Generating high-quality, textured 3D scenes from a single image remains a fundamental challenge in vision and graphics. Recent image-to-3D generators recover reasonable geometry from single views, but their object-centric training limits generalization to complex, large-scale scenes with faithful structure and texture. We present EvoScene, a self-evolving, training-free framework that progressively reconstructs complete 3D scenes from single images. The key idea is combining the complementary strengths of existing models: geometric reasoning from 3D generation models and visual knowledge from video generation models. Through three iterative stages—Spatial Prior Initialization, Visual-guided 3D Scene Mesh Generation, and Spatial-guided Novel View Generation—EvoScene alternates between 2D and 3D domains, gradually improving both structure and appearance. Experiments on diverse scenes demonstrate that EvoScene achieves superior geometric stability, view-consistent textures, and unseen-region completion compared to strong baselines, producing ready-to-use 3D meshes for practical applications.
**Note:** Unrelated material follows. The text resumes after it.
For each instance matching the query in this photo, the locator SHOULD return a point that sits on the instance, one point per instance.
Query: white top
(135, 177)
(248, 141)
Figure 2. Our self-evolving framework consists of three coupled stages that form a virtuous cycle: (A) Prior Initialization extracts depth from 2D observations and back-projects to 3D point clouds, providing geometric constraints. (B) Visual-guided 3D Scene Mesh Generation uses a 3D diffusion model with test-time rendering optimization to complete the mesh guided by point cloud priors. (C) Spatial-guided Novel View Generation renders depth from the mesh to guide depth-conditioned video diffusion, synthesizing photorealistic multi-view images. These new views are converted back to point clouds (via depth re-estimation and multi-view filtering) and fed into the next iteration. This cycle progressively refines geometry and appearance to produce a complete 3D scene from a single input image.
Qualitative examples from EvoScene and baselines on 3D scene asset generation from single images. From the comparisons, we can find the EvoScene can provide more coherent and fine-grained 3D scenes than other baselines in various scene styles.